I'm very curious about this and would be really grateful for any help or comments in this direction. If we consider any of the following number-theoretical constants:

1)The various singular series arising from any given system $\Psi: \mathbb{Z}^{d}\rightarrow \mathbb{Z}^t$,$d,t \geq 1$ in the Green-Tao paper "Linear Equations in Primes" (http://arxiv.org/PS_cache/math/pdf/0606/0606088v2.pdf):

$$ \prod_{p}\beta_p. $$

2)The Hardy-Littlewood/Bateman-Horn constants arising in the Hardy-Littlewood Conjecture F/ general Bateman-Horn conjecture, say for $f\in \mathbb{Z}[x]$ irreducible and $n_{p,f}$ the number of solutions to $f(n) \equiv 0 \bmod p$ in $\mathbb{Z}/p\mathbb{Z}$, the constant $$ C(f) = \prod_{p}\left(\frac{p-n_{p,f}}{p-1}\right), $$ and also the case (also covered by Bateman-Horn) where there is more than one polynomial (thus including the Hardy-Littlewood $k$-tuple conjecture)

3)The analogous constants that would arise naturally from maybe even a combination of (1) and (2) (Is this possible? I think the last slide of http://www.dpmms.cam.ac.uk/~bjg23/papers/icm-handout.pdf already talks about this.), so that one asks for systems $\Psi:\mathbb{Z}^d \rightarrow \mathbb{Z}^t$, $d,t\geq 1$, $\Psi = (\psi_1,\dots,\psi_t)$, where this time the $\psi_i$ need not be linear(!) (But here I'm only asking about the constants, not the actual conjecture.)

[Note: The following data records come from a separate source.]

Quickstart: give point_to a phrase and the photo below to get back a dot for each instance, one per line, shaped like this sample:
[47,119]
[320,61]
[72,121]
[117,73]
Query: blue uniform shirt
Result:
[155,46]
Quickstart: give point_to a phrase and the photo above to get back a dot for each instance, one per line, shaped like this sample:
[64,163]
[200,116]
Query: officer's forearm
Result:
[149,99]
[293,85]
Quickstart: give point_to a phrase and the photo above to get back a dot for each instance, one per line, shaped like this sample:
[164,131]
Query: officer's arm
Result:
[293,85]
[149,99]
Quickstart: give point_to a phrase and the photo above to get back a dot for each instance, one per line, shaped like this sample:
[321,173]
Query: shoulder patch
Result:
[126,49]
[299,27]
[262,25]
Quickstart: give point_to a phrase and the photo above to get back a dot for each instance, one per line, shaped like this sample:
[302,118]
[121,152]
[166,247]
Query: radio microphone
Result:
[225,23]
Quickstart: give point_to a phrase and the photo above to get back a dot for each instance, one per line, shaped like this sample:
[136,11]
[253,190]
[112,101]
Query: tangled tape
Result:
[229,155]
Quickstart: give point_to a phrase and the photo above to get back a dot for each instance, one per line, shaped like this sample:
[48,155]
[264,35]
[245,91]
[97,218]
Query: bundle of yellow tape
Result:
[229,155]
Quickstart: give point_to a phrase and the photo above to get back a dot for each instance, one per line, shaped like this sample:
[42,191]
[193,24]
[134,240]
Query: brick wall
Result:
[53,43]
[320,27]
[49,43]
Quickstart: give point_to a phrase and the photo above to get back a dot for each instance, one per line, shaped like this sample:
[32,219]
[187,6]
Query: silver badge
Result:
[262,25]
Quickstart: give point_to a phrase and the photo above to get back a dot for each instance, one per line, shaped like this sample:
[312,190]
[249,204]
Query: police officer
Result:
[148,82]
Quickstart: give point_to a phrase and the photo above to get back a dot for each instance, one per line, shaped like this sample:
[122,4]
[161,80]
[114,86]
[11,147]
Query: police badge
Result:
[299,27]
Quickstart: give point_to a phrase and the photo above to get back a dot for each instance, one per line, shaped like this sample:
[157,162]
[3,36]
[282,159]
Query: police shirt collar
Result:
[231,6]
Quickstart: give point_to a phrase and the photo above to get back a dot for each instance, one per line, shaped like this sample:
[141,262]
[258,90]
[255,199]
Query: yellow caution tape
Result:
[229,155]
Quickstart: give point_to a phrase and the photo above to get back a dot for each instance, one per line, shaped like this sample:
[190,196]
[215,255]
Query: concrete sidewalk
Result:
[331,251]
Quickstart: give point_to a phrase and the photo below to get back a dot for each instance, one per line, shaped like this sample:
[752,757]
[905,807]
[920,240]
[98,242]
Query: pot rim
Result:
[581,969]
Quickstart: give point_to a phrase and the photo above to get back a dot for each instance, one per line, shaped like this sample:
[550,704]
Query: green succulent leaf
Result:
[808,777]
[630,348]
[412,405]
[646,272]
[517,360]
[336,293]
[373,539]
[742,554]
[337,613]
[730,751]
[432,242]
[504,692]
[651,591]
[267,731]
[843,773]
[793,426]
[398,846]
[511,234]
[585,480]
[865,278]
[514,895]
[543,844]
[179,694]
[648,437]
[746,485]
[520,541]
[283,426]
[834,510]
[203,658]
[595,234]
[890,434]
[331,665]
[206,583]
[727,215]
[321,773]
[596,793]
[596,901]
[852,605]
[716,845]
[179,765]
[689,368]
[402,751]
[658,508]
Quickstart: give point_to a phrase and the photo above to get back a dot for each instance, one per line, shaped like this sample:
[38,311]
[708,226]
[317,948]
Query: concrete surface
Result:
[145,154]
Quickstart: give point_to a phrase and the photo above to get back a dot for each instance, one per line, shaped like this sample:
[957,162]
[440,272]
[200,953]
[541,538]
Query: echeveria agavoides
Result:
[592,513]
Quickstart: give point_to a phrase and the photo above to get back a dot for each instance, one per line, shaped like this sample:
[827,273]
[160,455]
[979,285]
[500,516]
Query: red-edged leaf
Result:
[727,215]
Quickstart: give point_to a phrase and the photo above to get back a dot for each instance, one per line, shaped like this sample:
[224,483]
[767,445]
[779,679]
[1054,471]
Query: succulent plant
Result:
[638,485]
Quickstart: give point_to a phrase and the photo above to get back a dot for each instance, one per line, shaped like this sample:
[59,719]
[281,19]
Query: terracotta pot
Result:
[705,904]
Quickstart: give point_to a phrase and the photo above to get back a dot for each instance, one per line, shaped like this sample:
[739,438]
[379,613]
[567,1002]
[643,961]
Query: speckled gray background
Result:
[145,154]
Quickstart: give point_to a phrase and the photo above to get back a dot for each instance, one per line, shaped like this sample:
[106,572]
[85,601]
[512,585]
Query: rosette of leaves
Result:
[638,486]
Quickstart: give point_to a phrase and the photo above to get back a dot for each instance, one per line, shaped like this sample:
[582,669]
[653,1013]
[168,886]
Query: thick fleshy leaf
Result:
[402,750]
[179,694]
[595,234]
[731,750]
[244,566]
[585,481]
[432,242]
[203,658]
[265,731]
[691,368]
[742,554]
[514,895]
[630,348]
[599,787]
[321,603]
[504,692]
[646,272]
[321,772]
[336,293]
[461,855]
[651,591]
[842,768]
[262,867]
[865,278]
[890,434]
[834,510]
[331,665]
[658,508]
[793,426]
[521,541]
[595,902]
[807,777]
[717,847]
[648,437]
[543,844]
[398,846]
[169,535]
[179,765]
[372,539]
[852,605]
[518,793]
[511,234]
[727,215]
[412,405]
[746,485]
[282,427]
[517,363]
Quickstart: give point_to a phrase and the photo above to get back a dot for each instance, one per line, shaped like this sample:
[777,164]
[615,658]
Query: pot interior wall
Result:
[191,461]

The question is, is there an easy way to see whether these constants are dense on any part of the real line or not? If I give you a fixed positive real number, and say you can pick any system from (3) that you want, or even something more general than (3), how would you go about systematically picking the system so that its constant is $\epsilon$-close to the given real number? Thank you very much.